We hit bottom in November right around Thanksgiving. I remember a particularly depressing evening out with Steven and Michael where I began to wonder whether it ever would get any better. But then … just when, like the man said, you wondered how many nights a soul so full of life remained untouched … something wonderful happened: Dr. Callahan disappeared. I’m not exaggerating.
I made up my mind that Dr. Callahan was worthless, but slowly, surely, Laurie started to come around to that conclusion, too. The final straw happened the night we were to have a third joint session. When we got to the empty reception area, we waited and waited … 15 minutes … a half-hour …
Finally, we made enough noise that another doctor came to the door and said that Dr. Callahan wasn’t there. He said he’d call her and see what was going on, but it was clear we weren’t going to have our session.

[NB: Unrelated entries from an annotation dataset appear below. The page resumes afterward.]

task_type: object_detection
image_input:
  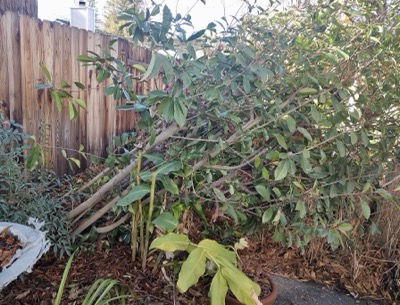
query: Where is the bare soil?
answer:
[0,232,399,305]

That did it for Laurie. How unprofessional do you have to be when you blow off an appointment with a patient without even an excuse? Laurie had a couple other names from friends; she was going to call the one most recommended the next day. As we walked out into the night, it started to snow, and Laurie smiled. It was like the first time she seemed alive in a month, and it seemed like a good portend of things to come.
We never heard from Dr. Callahan again—no phone call, no apology, no rescheduling, heck, no scheduling of future appointments, nothing. Laurie wondered whether it was because Dr. Callahan thought she couldn’t help Laurie, which would be unforgivable without at least passing her off to someone who could. She also wondered whether it was because Dr. Callahan went nuts herself. Maybe. I certainly could speak to her instability.
It turned out Dr. Callahan’s disappearance was a blessing in disguise—a classic example of addition by subtraction—but that’s a story for another time.